To address the benefits and limitations of oral cancer screening and the use of adjunctive screening aids to visualise and detect potentially malignant and malignant oral lesions. Squamous cell carcinomas of the lips and cancers of the oropharynx (including the posterior one-third of the base of the tongue and the tonsils were excluded.


A specially convened expert panel evaluated the available evidence which was derived from a systematic search of Medline and the Cochrane Library. Further details about the search are available in a supplement to the published article available on the Journal of the America Dental Association's website (http://jada.ada.org/cgi/content/full/141/5/509).
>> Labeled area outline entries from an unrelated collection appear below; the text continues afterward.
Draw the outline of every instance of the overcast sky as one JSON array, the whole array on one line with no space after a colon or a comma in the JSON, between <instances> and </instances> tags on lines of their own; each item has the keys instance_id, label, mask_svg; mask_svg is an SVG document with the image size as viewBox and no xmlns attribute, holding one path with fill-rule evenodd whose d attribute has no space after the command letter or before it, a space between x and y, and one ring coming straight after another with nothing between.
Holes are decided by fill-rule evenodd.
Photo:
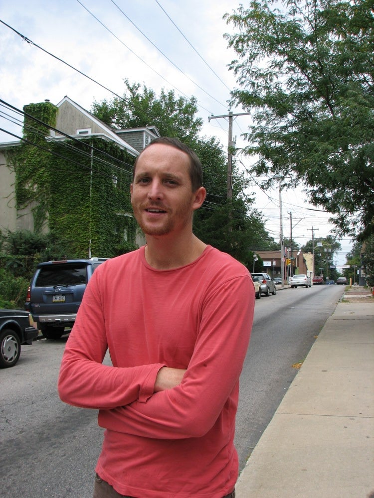
<instances>
[{"instance_id":1,"label":"overcast sky","mask_svg":"<svg viewBox=\"0 0 374 498\"><path fill-rule=\"evenodd\" d=\"M217 137L226 146L227 120L209 123L207 118L227 114L229 89L236 87L227 68L235 54L223 37L233 28L222 16L238 4L232 0L0 0L0 19L94 80L0 23L0 99L21 110L47 99L56 104L67 95L90 111L95 101L111 99L113 93L122 96L127 78L158 94L164 88L176 95L195 96L204 120L203 134ZM19 124L11 123L4 113L8 111L0 106L0 128L20 136ZM240 116L234 121L237 146L245 144L240 135L250 120L250 116ZM15 139L0 132L0 142ZM249 158L242 161L250 165ZM266 230L278 240L278 190L264 193L253 184L249 191L256 194L256 207L267 220ZM290 237L291 212L293 236L300 245L311 239L312 227L316 242L332 228L328 214L312 211L316 207L305 198L301 188L282 192L284 236ZM338 265L344 264L351 248L348 239L341 244Z\"/></svg>"}]
</instances>

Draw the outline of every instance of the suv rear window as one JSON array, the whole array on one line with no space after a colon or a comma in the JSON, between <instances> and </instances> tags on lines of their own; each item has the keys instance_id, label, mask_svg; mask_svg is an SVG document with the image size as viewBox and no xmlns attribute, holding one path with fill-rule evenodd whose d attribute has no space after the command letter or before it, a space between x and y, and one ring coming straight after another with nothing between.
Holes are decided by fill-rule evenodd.
<instances>
[{"instance_id":1,"label":"suv rear window","mask_svg":"<svg viewBox=\"0 0 374 498\"><path fill-rule=\"evenodd\" d=\"M35 282L36 287L74 285L87 283L84 263L66 263L42 266Z\"/></svg>"}]
</instances>

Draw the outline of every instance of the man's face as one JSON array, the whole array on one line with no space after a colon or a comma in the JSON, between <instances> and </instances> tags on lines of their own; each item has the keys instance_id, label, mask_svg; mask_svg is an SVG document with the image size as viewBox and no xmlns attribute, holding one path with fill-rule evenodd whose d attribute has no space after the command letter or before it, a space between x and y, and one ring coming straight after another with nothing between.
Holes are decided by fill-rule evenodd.
<instances>
[{"instance_id":1,"label":"man's face","mask_svg":"<svg viewBox=\"0 0 374 498\"><path fill-rule=\"evenodd\" d=\"M189 167L188 156L171 145L155 143L142 153L131 187L131 204L146 235L191 230L192 213L202 201L192 191Z\"/></svg>"}]
</instances>

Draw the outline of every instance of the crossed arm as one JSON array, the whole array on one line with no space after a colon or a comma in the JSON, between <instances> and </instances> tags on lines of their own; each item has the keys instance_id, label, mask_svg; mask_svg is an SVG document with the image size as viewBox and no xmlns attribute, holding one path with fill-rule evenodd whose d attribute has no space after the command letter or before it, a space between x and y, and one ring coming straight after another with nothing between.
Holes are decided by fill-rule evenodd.
<instances>
[{"instance_id":1,"label":"crossed arm","mask_svg":"<svg viewBox=\"0 0 374 498\"><path fill-rule=\"evenodd\" d=\"M207 306L189 363L180 369L102 365L107 348L104 318L99 314L89 332L82 326L97 314L98 301L89 292L64 355L61 399L100 409L99 424L119 432L160 438L205 433L237 383L252 327L253 284L236 279L228 295Z\"/></svg>"}]
</instances>

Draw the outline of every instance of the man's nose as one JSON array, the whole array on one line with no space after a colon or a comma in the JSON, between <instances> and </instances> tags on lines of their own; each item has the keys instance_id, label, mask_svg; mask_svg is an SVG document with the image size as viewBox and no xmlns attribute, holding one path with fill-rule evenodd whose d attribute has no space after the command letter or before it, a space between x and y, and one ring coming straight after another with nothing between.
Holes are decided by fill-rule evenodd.
<instances>
[{"instance_id":1,"label":"man's nose","mask_svg":"<svg viewBox=\"0 0 374 498\"><path fill-rule=\"evenodd\" d=\"M154 179L148 190L148 197L149 199L161 199L162 196L162 182Z\"/></svg>"}]
</instances>

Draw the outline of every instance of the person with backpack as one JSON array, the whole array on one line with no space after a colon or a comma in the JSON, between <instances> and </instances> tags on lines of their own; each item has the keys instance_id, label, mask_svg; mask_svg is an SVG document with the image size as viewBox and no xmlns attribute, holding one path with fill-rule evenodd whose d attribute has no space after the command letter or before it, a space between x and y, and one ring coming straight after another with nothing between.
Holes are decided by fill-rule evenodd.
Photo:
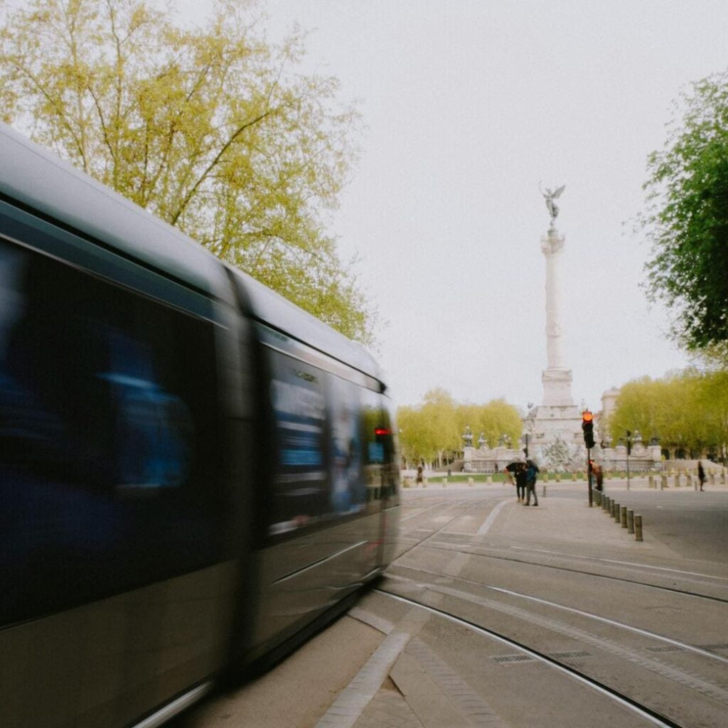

Qualitative synthesis of the data was performed by the panel. Where consensus could not be reached majority voting was employed. Recommendations were reviewed by internal and external scientific experts and organisations. After review recommendations were revised where appropriate and the ADA Council on Scientific Affairs approved the final clinical recommendations.


No information provided in article.


The key recommendations were all classified as level D being based on grade IV evidence or extrapolated from grade I, II or III evidence using a system based on Shekelle et al.(1) The main recommendations can be summarised as:1) Clinicians should remain alert for signs of potentially malignant lesions or early-stage cancers in all patients while performing routine visual and tactile examinations, particularly for patients who use tobacco or who are heavy consumers of alcohol. 2) For seemingly innocuous lesions, clinicians should follow up in seven to 14 days to confirm persistence after removing any possible cause to reduce the potential for false-positive screening results. 3) For lesions that raise suspicion of cancer or for lesions that persist after removal of a possible cause, clinicians should communicate the potential benefits and risks of early diagnosis. Considerations include the following: a) that even suspicious lesions identified during the course of a routine visual and tactile examination may represent false positives; b) that clinical confirmation (a second opinion) can be sought from a dental or medical care provider with advanced training and experience in diagnosis of oral mucosal disease so as to reduce the potential for a false positive or false negative oral cancer screening result; c) that a malignancy or non-malignancy can be confirmed only via microscopic examination that requires a surgical biopsy; d) that a decision to pursue a biopsy to confirm the presence or absence of malignancy should be made in the context of informed consent. 4) Although transepithelial cytology has validity in identifying disaggregated dysplastic cells, the panel suggests surgical biopsy for definitive diagnosis.


In all, 15 separate research recommendations were made ranging from determining the prevalence of potentially malignant oral mucosal lesions in the United States to whether the use of adjunctive devices improves patient education and adherence to follow-up care.